Parcours
Je suis baroque*, inclassable, et vivante. Ma jeunesse s’est passée les deux pieds dans l’eau près des grenouilles et des couleuvres de l’Ile Perrôt. Notre maison : une boite de crayons de couleurs, mon père étant dessinateur et peintre. Mes contacts avec l’art furent quasi violents. Académiste impénitent, mon père s’opposait radicalement aux automatistes arrivés dans la famille par la porte étroite d’un mariage d’une de ses sœurs avec un frère de Marcelle Ferron. Ce sont les anathèmes que les familles des uns versaient réciproquement sur celles des autres qui servirent de terreau à mon éducation artistique. Même si on reconnaissait mes dons naturels, on craignait que je sois tentée d’en faire un métier, car être artiste équivalait à vivre dans la misère et à fréquenter les existentialistes honnis.
Académistes comme automatistes furent tous remisés lorsque je fréquentai l’école de Francine Labelle. J’ai désappris tout ce que j’avais vu et entendu et me suis plongée avec grand bonheur dans l’univers de la couleur, celle des fleurs, portraits, natures mortes ou abstractions, cherchant à voir surtout la poésie cachée dans la forme d’à-côté! Le déclenchement de ma fantaisie n’attendait que les suggestions de Jaber Lutfi pour délirer à souhait et laisser vibrer en moi tout ce qu’il y a de baroque.
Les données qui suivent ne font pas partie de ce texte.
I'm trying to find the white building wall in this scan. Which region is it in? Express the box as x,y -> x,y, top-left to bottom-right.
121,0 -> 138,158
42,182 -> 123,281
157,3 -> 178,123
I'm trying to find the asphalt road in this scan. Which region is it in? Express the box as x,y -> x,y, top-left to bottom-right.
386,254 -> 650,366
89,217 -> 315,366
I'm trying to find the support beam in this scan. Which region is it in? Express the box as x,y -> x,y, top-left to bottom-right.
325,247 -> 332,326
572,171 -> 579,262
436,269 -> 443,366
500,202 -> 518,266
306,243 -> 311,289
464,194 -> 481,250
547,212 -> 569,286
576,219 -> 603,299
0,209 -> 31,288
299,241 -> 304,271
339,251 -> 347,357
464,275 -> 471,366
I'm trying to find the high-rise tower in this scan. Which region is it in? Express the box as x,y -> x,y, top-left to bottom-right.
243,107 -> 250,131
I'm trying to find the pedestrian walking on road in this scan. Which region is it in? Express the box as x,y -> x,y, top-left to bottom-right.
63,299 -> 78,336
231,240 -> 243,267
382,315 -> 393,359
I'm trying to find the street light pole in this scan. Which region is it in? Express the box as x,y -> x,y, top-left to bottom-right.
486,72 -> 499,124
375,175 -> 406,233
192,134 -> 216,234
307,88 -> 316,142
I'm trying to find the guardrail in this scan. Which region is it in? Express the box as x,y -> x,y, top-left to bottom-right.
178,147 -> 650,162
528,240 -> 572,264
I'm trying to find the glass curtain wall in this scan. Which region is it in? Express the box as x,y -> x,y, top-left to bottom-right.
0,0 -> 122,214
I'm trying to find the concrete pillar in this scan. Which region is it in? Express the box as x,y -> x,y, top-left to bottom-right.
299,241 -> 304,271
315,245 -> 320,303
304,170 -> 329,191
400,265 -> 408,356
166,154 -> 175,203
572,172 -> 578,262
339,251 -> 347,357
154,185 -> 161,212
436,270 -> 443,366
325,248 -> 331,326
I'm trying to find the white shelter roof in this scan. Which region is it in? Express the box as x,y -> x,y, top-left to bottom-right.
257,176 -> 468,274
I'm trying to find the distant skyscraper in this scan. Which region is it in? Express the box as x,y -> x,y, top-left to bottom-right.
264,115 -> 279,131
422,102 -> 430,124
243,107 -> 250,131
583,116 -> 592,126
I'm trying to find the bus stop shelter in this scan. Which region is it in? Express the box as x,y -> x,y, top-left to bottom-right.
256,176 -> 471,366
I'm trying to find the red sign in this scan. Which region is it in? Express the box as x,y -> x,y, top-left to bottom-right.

Il n’est jamais question d’idées dans mes images, sauf des idées de couleurs et de formes pour planer allègrement entre mer et terre, l’horizon de l’un et l’autre s’inversant tour à tour, laissant place aux volatiles ou aux nageurs des temps primordiaux ou rien n’était encore nommé au jardin d’Eden. De ce chaos originel aux perspectives oniriques ou poétiques, votre regard sera vraisemblablement conduit, à travers collages et peinture en transparence, vers la caverne perdue de Platon ou un oiseau demeuré au paradis. Bon voyage!